The SKILL program is designed to improve children's ability to tell and comprehend stories.

Funded by a 3 million dollar grant from the National Center for Education Research, researchers at Utah State University and the University of Texas at Austin have studied a promising solution to the decline of educational outcomes following the COVID-19 pandemic. Their study, conducted in 138 classrooms in 14 schools in Northern Utah and Central Texas, was designed to rigorously evaluate the efficacy of the Supporting Knowledge of Language and Literacy (SKILL) intervention program, which aims to improve children’s ability to comprehend and tell stories.  

School closures and online learning during the pandemic resulted in significant learning setbacks for many children, especially those who were already at risk for academic difficulties even before the pandemic. On the most recent National Assessment of Educational Progress tests, given to a sample of about 15,000 third- and fourth-graders, reading performance fell below pre-pandemic levels. The drop in performance for low-achieving students was four times greater than the drop for high-achieving students. These trends mean that educators must find ways to make up for significant disparities in educational achievement after the pandemic.

Drs. Sandi and Ron Gillam, researchers in Communicative Disorders and Deaf Education and in the Emma Eccles Jones Early Childhood Education and Research Center, conducted a multi-year trial to evaluate SKILL, an instructional program to improve oral and written language skills in at-risk children in grades 1-4. They were joined in this research by Drs. Sharon Vaughn and Greg Roberts at the University of Texas at Austin.

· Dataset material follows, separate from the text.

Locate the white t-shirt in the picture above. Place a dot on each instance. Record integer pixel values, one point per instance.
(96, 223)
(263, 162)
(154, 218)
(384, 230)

Statistical analyses revealed that students who received SKILL lessons significantly improved in their abilities to comprehend and tell stories when compared with students who did not receive the lessons. These children also remained significantly more advanced five months after the lessons ended and were able to apply their learning in writing and reading significantly better than the children in the control group. Children who received the SKILL lessons, regardless of severity, demonstrated measurable improvements in their oral and written language and reading skills.   

In addition to these measurable improvements, students and their families have expressed the benefits they have seen from the SKILL program. One student, Clara, commented, “My favorite thing about that program was just being a part of it, or finally feeling like I got a chance. It helped me to know I could do hard things.” Her mother added that she was extremely pleased with the SKILL program as she watched her daughter’s test scores improve and her love of reading grow. “I attribute participation in the SKILL program as a crucial turning point for her,” she said. “She is now in seventh grade and says that her favorite subjects are writing and science. As a mom, there is nothing more rewarding than watching your child gain the confidence you always knew they had inside. We just needed the right thing to bring it out.” 

The SKILL storytelling program is a promising development for school districts across the nation, which are faced with the challenge of helping at-risk children catch up to pre-pandemic levels of performance in language and reading. The results of this multi-site, randomized controlled trial indicate that the SKILL storytelling program leads to significant improvements in oral language, reading comprehension, and writing for the children who were at-risk for language and literacy difficulties that participated in the study. The intervention may be one solution for closing the gap between the students who suffered most from school closures and their higher performing peers.